Will the JDA and RedPrairie Legacy End in the Perfect Order or a Stock Out? (Part 1)

Last week, I quickly pieced together a Friday Rant which was somewhat critical – from a strategic standpoint solution standpoint – of the announced merger of JDA and RedPrairie. This of course says nothing for the financial synergies of a roll-up play where, at the right valuation, 1+1 can still equal three. Still, looking at products, it's hard to discount that JDA and RedPrairie could potentially become the one vendor to bridge the visibility, inventory and scheduling gap at all levels of the supply chain in CPG, retail, warehousing and distribution (if they get things right). But it won't be easy.

As I noted in the original piece, I'm not the best judge of this myself. My experience with supply chain applications goes back to the client server days and has gotten rustier every year. But I do know a few folks who are up to speed on the nuances of the sector and have stayed closer in touch with its evolution in recent years. One of these folks is David Dobrin, who I've known since the .com era. David is one of the few software analysts I've ever worked with who really bothers digging into how technology actually works – or does not in all too many cases.

JB: I haven't followed either company over the years, and you have. Give me some background.

DD: Both companies help their customers move goods. JDA started out as a merchandising software company; "merchandising" is what retail companies call "figuring out which goods should be on the shelves and how much we should order." Red Prairie is primarily a warehousing company, with a lot of its customers also in retail.

Historically, JDA's biggest competitor was Retek, acquired long ago by Oracle; Red Prairie's is Manhattan, still independent.

JB: Is JDA the acquirer or the absorbee?

DD: Under Hamish Brewer, JDA has a long history as a serial acquirer; buying a warehousing company has always been part of the plan. Since Brewer is taking over as CEO of the combined company, I personally think of JDA as the survivor.

JB: So what companies did JDA acquire?

DD: Many. Most companies with merchandising software want to have some ability to plan what they're going to buy, so long ago, JDA bought E3 (grocery planning) and Arthur (hard goods planning). Then, they really moved into the big time, buying Manugistics (CPG planning and transportation management) and i2 (planning, transportation management, some retail). So by now, there's a whole lot of stuff added on to the retail core.

JB: But retail is what connects things?

DD: It's complicated. Merchandising is only one of the things retailers need; every retailer, for instance, needs a point-of-sale system. Then they need workforce planning, shelf planning, lots of things, and back-end financials. JDA offers lots of these, but most retailers also have lots of other providers. And at this point, a lot of the revenue comes from planning in other areas.
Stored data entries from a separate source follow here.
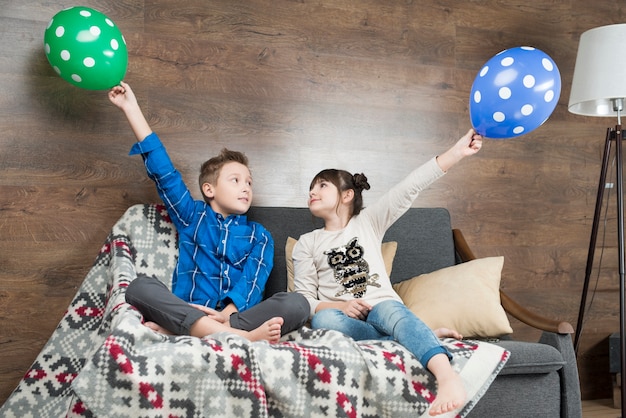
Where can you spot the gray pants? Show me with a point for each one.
(158, 304)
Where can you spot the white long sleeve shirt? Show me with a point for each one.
(333, 266)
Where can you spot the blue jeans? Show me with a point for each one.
(388, 320)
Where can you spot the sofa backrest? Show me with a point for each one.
(424, 237)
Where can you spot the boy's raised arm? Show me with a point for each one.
(123, 97)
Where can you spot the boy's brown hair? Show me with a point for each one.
(210, 169)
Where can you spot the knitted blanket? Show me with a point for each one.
(101, 361)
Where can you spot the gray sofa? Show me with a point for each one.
(539, 380)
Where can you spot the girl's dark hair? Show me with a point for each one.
(343, 180)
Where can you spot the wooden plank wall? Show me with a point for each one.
(376, 86)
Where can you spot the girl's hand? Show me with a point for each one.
(468, 144)
(356, 308)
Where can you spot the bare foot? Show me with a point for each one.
(158, 328)
(267, 331)
(450, 394)
(447, 333)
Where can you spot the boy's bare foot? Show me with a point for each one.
(447, 333)
(158, 328)
(268, 331)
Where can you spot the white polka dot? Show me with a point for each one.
(527, 110)
(547, 64)
(507, 62)
(504, 93)
(529, 81)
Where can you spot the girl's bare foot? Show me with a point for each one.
(158, 328)
(447, 333)
(450, 395)
(450, 389)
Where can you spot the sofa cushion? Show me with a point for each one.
(530, 358)
(388, 249)
(465, 297)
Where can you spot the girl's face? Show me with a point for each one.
(323, 199)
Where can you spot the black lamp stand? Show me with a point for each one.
(616, 135)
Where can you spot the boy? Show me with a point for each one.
(224, 259)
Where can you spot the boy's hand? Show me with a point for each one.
(122, 96)
(211, 313)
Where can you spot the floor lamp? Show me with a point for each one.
(599, 89)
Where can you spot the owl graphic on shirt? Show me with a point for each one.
(350, 269)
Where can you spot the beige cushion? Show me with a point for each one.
(465, 297)
(388, 249)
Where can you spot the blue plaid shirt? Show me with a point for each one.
(221, 260)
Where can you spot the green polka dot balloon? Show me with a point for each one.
(86, 48)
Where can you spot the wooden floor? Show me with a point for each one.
(600, 408)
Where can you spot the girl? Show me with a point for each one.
(340, 269)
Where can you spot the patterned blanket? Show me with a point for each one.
(101, 361)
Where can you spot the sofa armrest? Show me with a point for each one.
(511, 306)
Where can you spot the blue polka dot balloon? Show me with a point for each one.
(514, 93)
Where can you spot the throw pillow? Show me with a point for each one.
(388, 249)
(465, 297)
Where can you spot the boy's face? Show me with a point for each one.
(232, 192)
(323, 198)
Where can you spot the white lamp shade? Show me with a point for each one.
(600, 71)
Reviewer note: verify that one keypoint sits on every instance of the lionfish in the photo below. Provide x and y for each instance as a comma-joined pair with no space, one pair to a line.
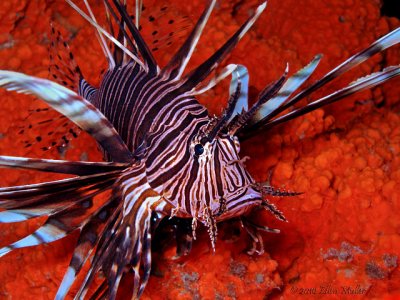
166,157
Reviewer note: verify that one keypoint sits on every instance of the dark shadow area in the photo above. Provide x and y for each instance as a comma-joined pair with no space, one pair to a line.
391,8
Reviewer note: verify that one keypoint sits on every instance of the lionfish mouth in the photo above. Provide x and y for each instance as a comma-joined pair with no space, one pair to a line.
238,203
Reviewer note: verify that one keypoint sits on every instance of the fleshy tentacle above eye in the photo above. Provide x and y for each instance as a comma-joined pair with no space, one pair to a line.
73,106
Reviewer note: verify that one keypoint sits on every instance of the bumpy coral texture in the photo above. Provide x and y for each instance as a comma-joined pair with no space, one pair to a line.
342,237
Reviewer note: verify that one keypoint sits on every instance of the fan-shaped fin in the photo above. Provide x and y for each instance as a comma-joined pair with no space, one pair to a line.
70,104
361,84
176,67
390,39
200,73
60,166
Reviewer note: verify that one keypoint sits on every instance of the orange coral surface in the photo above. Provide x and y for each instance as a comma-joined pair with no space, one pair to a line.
343,235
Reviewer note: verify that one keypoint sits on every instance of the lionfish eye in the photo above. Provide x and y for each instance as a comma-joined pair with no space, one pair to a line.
198,149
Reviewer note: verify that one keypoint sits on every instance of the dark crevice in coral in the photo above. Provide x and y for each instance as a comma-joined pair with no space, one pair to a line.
391,8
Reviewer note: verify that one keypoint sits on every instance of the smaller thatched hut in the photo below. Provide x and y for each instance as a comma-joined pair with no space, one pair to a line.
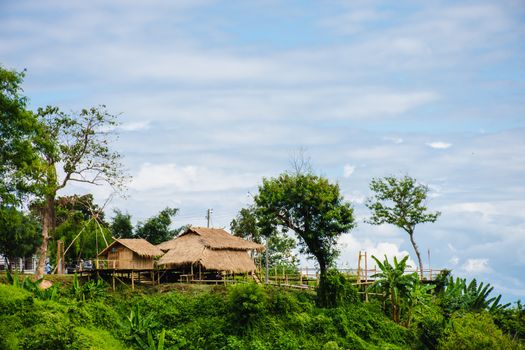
209,249
129,254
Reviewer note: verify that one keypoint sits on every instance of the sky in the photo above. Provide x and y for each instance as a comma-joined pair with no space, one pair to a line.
215,95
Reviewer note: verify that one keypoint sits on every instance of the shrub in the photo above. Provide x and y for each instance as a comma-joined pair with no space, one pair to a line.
475,331
338,290
13,299
247,303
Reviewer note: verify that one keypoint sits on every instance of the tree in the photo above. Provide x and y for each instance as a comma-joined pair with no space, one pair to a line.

JB: Let me repeat. So is retail what connects things?

DD: It depends on what you mean by connect. Manugistics, for instance, was already doing transportation planning in retail before they bought; afterwards, they did more. But for the most part, the transportation planning and merchandising systems aren't connected, and there isn't even that much overlap.
What really connects all these pieces is that they're available from the same company.

JB: So what is this saying to the customer?

DD: Two ways of looking at it. Take the i2 acquisition. Hamish got rid of a lot of serious costs and silliness, which was a big benefit to existing companies. i2 had a lot of agenda items that the customers weren't following, and frankly, it spent way too much time and money on bright supply chain ideas that never worked. That stopped with Brewer. No more spending on bright ideas.

At the same time, that can be viewed as a negative. If you're looking to your supply chain provider for leadership and bright ideas, well, under the new regime, there's, er, less.

JB: Less?

DD: I'll try to be kind. At the last conference I went to, there were very few good new ideas. If you read their financial statements, it certainly seems that they're growing, but they're not growing (in my view) from powerful new products, just from natural replacements and a certain amount of growth in the size of their customers.

Remember, as long as customers buy licenses for new employees, servers, site, etc. and they pay maintenance revenue, even if there is a 2% replacement rate, it is really hard not to grow 8%.